一方、日本は、同じ時期に行われたガソリンバイクのレースには多くのチームが参戦したものの、CO2ゼロのレースにその姿はありませんでした。そんな中、CO2ゼロのバイクに熱い視線を送る2人の日本人の姿が・・・。「非常に驚いている。(日本は)ここまでのバッテリーで、思い切ったレースをやろうという企画は何もない」と語るのはモータージャーナリストの大久保力さん。そしてホンダの元バイクレーサーの谷口尚己さんも「1日も早く、出発点をもっていかないと」と話しました。


レース中には鳥のさえずりも


優勝はインドチーム
通常、バイクレースといえば、けたたましい爆音がつきものですが、CO2ゼロのレースは、モーター音が静かで、「チュンチュン」という鳥のさえずりも聞こえます。取材経験豊富な大久保さんも、予想外の静かな走りに、思わず身を乗り出して通過を確認するほど。大久保さんは「静かなレースですね。マン島の国民は喜ぶかもしれない」と笑顔で語りました。

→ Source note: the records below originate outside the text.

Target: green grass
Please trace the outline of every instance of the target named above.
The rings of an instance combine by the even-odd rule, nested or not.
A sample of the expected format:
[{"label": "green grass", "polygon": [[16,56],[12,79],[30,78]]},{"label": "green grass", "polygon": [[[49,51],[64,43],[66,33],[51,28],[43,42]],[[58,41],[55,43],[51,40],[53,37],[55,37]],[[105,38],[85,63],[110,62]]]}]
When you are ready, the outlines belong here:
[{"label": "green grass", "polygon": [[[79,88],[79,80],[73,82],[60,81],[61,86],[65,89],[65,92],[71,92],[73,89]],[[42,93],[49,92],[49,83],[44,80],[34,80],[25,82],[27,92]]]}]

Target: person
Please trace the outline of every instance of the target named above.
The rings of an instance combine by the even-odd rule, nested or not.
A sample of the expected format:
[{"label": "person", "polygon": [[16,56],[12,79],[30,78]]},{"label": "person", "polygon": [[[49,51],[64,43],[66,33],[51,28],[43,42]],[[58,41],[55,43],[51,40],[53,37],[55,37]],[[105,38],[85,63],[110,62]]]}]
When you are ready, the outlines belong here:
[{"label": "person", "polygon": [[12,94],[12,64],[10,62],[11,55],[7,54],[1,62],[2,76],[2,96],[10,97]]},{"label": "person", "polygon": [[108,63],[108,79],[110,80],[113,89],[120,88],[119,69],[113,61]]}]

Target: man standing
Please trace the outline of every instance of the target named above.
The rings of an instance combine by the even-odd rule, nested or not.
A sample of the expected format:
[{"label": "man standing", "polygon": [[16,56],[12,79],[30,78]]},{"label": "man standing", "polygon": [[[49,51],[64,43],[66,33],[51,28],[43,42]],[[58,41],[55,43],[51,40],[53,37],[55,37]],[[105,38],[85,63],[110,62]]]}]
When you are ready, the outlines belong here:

初めての試みとあって、出走見合わせやリタイアが続出し、完走できたのは16台中9台。優勝したのは、あのインドチームでした。インドチーム代表は「今回参加した誰もが、『電気バイクはガソリンバイクにひけをとらないことを世界中に示せた』と確信したと思う」と語り、観客も「とてもいいレースだった。また見たい」と高評価。

一方、大久保さんは「(この流れは)どんどん拡大してくのではないか」と語りつつも、「全部が音なしのレースになってしまうと、寂しいなとも思う」とモータースポーツ通の本音も・・・。最後にレース企画者のアザールさんは「新しい道は正しかった。世界を変えることができた。日本のメーカーの参戦を待っている」とメッセージを送りました。来年は、車部門も開催される予定で、未来への挑戦のスピードはますます加速します。